Nutrigenomic study underlines blueberries’ blood pressure-lowering abilities

By Will Chu

- Last updated on GMT

Phytochemicals responsible for blueberries’ colour may also play a role in lowering blood pressure according to a study that used metabolomics and nutrigenomic techniques.

Researchers found volunteers consuming 200 grams (g) of the fruit for one month had blood vessel function improvement and a decrease in systolic blood pressure in healthy subjects.

The team from King's College London suspected the anthocyanin responsible for the blue colour of blueberries might be responsible for this effect having observed similar results in previous studies.

“Although it is best to eat the whole blueberry to get the full benefit, our study finds that the majority of the effects can be explained by anthocyanins,”​ said Dr Ana Rodriguez-Mateos, lead researcher from the Department of Nutritional Sciences at the university.

"If the changes we saw in blood vessel function after eating blueberries every day could be sustained for a person's whole life, it could reduce their risk of developing cardiovascular disease by up to 20%."

The vascular effects of anthocyanins, which mainly circulate in blood as phenolic acid metabolites, have been well documented.

Blueberries and metabolic syndrome

Blueberries are a rich source of phenolic compounds that encompass flavonoids, phenolic acids, and stilbenes, which are known to have high antioxidant capacity demonstrating promising benefits as a functional food for vascular health. 

The fruit’s qualities were a subject of a study​, where along with strawberries and cranberries, were put forward for a beneficial role in tackling metabolic syndrome, a prediabetic state characterised by several cardiovascular risk factors.

In this study, 40 healthy volunteers were randomly given either a drink containing 200g of blueberries, or a matched control drink daily for one month.

The researchers kept an eye on chemical levels in the volunteer’s blood also noting blood pressure and flow-mediated dilation (FMD) of the brachial artery.
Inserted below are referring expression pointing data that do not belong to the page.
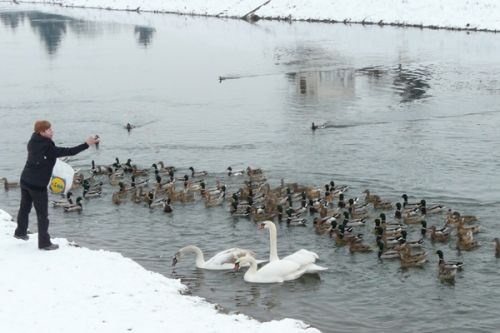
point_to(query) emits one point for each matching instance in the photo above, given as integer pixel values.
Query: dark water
(411, 111)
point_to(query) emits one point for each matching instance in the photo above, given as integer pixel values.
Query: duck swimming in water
(197, 174)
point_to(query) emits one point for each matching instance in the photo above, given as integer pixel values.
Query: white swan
(273, 272)
(302, 257)
(220, 261)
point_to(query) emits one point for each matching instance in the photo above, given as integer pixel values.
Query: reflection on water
(374, 137)
(409, 83)
(53, 27)
(144, 35)
(412, 83)
(322, 84)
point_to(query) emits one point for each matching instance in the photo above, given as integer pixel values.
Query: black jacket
(42, 154)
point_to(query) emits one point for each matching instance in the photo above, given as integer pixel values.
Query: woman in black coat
(42, 155)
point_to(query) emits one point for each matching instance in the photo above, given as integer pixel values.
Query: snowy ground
(78, 290)
(452, 14)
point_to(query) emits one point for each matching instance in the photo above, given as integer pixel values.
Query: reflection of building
(338, 82)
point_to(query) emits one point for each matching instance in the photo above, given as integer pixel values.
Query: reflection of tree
(412, 84)
(50, 27)
(144, 35)
(12, 19)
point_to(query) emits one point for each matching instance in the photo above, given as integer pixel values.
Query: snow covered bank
(450, 14)
(78, 290)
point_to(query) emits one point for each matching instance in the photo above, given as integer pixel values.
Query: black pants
(40, 200)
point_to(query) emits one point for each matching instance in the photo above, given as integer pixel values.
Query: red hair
(41, 126)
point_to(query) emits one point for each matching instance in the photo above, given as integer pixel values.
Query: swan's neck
(200, 258)
(273, 247)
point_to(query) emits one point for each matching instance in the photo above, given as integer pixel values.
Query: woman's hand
(92, 140)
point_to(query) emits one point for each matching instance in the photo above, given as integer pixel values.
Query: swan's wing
(278, 271)
(313, 268)
(229, 256)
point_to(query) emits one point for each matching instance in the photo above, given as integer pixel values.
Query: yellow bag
(62, 178)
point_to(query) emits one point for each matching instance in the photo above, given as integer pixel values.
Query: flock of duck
(333, 213)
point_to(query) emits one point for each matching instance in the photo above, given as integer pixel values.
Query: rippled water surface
(413, 111)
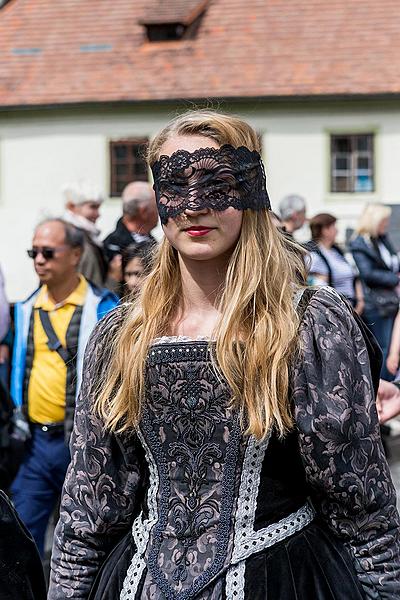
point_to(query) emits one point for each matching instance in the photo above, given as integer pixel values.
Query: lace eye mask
(214, 178)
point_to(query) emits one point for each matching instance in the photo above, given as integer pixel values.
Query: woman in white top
(378, 265)
(328, 263)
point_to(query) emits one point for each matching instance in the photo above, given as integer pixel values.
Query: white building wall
(41, 151)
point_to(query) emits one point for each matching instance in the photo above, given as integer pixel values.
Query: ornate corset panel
(205, 515)
(194, 440)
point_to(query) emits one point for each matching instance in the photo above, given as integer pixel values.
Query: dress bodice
(204, 474)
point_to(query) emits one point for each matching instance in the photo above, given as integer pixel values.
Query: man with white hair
(139, 217)
(292, 209)
(82, 203)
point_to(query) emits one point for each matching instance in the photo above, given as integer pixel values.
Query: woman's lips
(197, 231)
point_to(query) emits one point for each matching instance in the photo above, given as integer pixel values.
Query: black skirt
(310, 565)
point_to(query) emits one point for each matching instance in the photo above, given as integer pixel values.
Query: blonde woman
(378, 265)
(226, 442)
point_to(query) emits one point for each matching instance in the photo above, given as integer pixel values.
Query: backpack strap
(53, 342)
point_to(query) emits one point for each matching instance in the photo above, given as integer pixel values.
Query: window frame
(345, 197)
(354, 155)
(114, 180)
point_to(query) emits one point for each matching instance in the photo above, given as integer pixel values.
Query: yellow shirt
(47, 383)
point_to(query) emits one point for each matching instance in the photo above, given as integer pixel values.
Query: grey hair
(290, 205)
(74, 237)
(82, 191)
(136, 194)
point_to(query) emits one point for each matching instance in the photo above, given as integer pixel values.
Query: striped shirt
(341, 271)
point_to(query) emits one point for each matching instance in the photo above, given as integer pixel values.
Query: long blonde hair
(257, 333)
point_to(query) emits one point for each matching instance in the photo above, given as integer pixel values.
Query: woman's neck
(202, 282)
(325, 244)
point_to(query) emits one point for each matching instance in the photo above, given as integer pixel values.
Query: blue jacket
(98, 302)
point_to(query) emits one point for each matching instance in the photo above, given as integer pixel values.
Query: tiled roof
(73, 51)
(175, 11)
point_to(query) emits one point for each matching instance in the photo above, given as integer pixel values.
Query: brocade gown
(188, 507)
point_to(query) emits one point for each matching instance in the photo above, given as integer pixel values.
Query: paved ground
(394, 462)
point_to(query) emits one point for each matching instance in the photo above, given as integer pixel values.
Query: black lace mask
(214, 178)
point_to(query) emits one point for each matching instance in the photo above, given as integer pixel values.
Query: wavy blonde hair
(257, 333)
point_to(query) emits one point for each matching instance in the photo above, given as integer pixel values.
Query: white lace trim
(235, 582)
(247, 541)
(247, 499)
(141, 529)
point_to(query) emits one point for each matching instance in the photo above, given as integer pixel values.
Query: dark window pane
(121, 170)
(363, 183)
(141, 169)
(363, 142)
(363, 162)
(121, 152)
(342, 162)
(341, 184)
(342, 144)
(352, 163)
(128, 164)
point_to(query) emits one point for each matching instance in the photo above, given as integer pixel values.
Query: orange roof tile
(74, 51)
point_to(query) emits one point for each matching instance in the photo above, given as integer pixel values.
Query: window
(165, 32)
(172, 21)
(352, 163)
(128, 163)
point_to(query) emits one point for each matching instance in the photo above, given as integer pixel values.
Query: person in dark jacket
(21, 573)
(378, 265)
(139, 217)
(82, 204)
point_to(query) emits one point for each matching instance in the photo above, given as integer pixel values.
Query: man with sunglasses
(51, 331)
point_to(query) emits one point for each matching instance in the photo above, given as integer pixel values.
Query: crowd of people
(144, 384)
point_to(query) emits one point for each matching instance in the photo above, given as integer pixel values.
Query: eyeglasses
(46, 251)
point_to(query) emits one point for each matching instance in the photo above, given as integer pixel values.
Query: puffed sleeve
(102, 485)
(345, 465)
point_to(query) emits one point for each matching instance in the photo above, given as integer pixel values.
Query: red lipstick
(198, 230)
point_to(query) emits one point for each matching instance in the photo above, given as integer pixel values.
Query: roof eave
(294, 98)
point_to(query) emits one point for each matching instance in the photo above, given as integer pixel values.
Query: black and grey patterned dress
(188, 507)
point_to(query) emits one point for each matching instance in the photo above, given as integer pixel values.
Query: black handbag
(385, 300)
(14, 433)
(21, 573)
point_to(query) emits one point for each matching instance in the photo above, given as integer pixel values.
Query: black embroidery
(214, 178)
(195, 440)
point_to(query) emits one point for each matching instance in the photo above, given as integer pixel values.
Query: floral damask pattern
(195, 437)
(340, 443)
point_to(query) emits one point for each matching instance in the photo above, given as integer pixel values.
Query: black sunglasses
(47, 252)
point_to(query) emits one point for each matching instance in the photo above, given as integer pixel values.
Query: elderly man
(51, 330)
(82, 203)
(139, 217)
(292, 209)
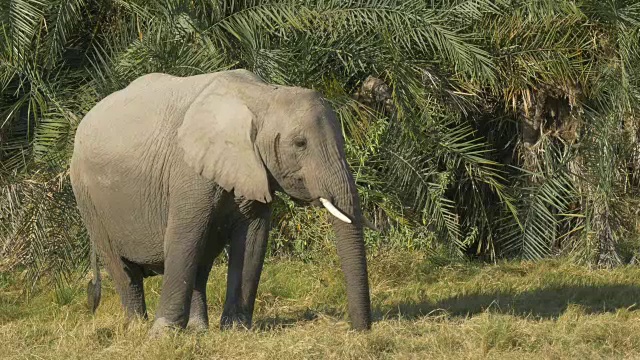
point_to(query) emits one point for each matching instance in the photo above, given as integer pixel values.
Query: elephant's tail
(94, 285)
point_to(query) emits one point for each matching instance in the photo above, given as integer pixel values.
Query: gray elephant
(169, 170)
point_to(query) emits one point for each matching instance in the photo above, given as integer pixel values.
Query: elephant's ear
(218, 140)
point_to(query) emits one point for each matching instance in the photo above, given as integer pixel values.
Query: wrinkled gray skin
(169, 170)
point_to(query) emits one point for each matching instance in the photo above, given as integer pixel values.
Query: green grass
(544, 310)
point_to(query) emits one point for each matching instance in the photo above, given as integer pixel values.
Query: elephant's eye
(300, 142)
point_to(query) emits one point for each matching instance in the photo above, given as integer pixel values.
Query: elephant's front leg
(246, 257)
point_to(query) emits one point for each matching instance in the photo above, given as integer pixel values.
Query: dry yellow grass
(545, 310)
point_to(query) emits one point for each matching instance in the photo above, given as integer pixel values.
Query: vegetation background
(476, 128)
(481, 132)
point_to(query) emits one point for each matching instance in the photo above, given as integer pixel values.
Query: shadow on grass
(542, 303)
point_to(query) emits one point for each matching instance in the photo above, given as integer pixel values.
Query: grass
(544, 310)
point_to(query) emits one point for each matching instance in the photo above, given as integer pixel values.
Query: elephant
(169, 170)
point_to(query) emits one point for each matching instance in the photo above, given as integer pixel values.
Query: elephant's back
(149, 110)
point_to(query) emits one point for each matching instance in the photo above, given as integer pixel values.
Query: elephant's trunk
(350, 245)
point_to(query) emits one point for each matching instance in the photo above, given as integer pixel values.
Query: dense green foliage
(488, 128)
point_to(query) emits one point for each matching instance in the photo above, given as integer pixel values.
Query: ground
(424, 309)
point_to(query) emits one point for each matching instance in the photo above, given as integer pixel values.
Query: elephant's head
(255, 138)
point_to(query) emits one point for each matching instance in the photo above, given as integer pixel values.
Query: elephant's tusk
(335, 212)
(368, 224)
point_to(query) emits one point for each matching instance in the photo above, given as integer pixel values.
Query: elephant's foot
(238, 321)
(162, 326)
(197, 324)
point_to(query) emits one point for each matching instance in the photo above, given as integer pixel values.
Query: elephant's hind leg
(198, 314)
(131, 289)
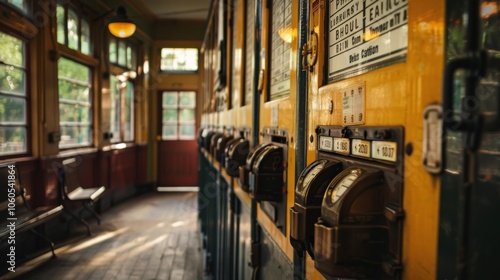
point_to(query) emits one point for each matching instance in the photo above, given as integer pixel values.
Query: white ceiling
(178, 9)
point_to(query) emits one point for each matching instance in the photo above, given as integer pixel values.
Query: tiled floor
(154, 236)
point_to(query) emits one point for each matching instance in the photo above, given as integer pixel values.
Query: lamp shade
(120, 26)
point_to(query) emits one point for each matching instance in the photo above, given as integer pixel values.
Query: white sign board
(365, 35)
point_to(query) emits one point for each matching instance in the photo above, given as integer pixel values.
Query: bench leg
(48, 241)
(88, 206)
(81, 220)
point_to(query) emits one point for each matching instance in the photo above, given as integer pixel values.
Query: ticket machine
(264, 175)
(358, 233)
(236, 154)
(309, 192)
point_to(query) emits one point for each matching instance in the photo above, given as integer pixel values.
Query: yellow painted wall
(397, 95)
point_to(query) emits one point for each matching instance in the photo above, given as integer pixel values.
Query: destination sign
(280, 48)
(366, 34)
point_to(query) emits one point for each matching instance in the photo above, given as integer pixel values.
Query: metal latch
(432, 157)
(310, 52)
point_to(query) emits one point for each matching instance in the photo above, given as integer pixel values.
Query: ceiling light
(120, 26)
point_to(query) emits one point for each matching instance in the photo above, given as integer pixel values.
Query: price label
(384, 150)
(341, 145)
(361, 148)
(326, 143)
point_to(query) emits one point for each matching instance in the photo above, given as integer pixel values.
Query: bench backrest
(68, 178)
(12, 203)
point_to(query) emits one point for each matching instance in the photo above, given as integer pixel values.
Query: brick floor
(154, 236)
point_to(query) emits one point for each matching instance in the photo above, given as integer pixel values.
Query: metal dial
(344, 184)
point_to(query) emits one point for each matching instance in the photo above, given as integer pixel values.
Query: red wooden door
(177, 147)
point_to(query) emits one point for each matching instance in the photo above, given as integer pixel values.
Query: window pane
(69, 90)
(186, 132)
(12, 110)
(21, 4)
(60, 24)
(73, 71)
(129, 57)
(170, 99)
(74, 113)
(74, 103)
(115, 109)
(169, 132)
(186, 115)
(11, 79)
(112, 50)
(179, 59)
(188, 99)
(129, 113)
(72, 136)
(11, 50)
(12, 140)
(85, 38)
(170, 115)
(72, 30)
(122, 55)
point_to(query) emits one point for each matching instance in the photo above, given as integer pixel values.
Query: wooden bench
(16, 215)
(71, 190)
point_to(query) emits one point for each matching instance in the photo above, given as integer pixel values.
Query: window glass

The FMD measures how wide the artery stretches with increased blood flow, which is thought to be a reliable biomarker of cardiovascular disease risk.

In the second part of the investigation, the team looked at the effects of a blueberry drink against samples of purified anthocyanins.

The team also compared the blueberry drink with control drinks that contained similar levels of either fibre, mineral or vitamins found in blueberries.

Study findings

Results revealed effects on blood vessel function were seen only two hours after the blueberry drink consumption and were sustained for one month even after an overnight fast.

During the trial period blood pressure reduced by 5mmHg – a comparable result to pharmaceutical drugs designed to lower blood pressure.

Further results noted that the drinks containing purified anthocyanins resulted in improvements in endothelial function, regulating blood pressure.

Neither the control drink, the control with fibre or the control with minerals and vitamins had a significant effect on FMD at two and six hours after consumption.

‘Omic analysis’

Metabolomics and nutrigenomic analysis found daily blueberry consumption led to expression of 608 genes and 3 microRNAs.

“Patterns of 13 metabolites were independent predictors of gene expression changes and pathway enrichment analysis revealed significantly modulated biological processes involved in cell adhesion, migration, immune response, and cell differentiation,”​ the study stated.

“Our results identify anthocyanin metabolites as major mediators of vascular bioactivities of blueberries and changes of cellular gene programs.”

Source: The Journals of Gerontology

Published online:

“Circulating anthocyanin metabolites mediate vascular benefits of blueberries: insights from randomized controlled trials, metabolomics, and nutrigenomics.”

Authors: Ana Rodriguez-Mateos et al.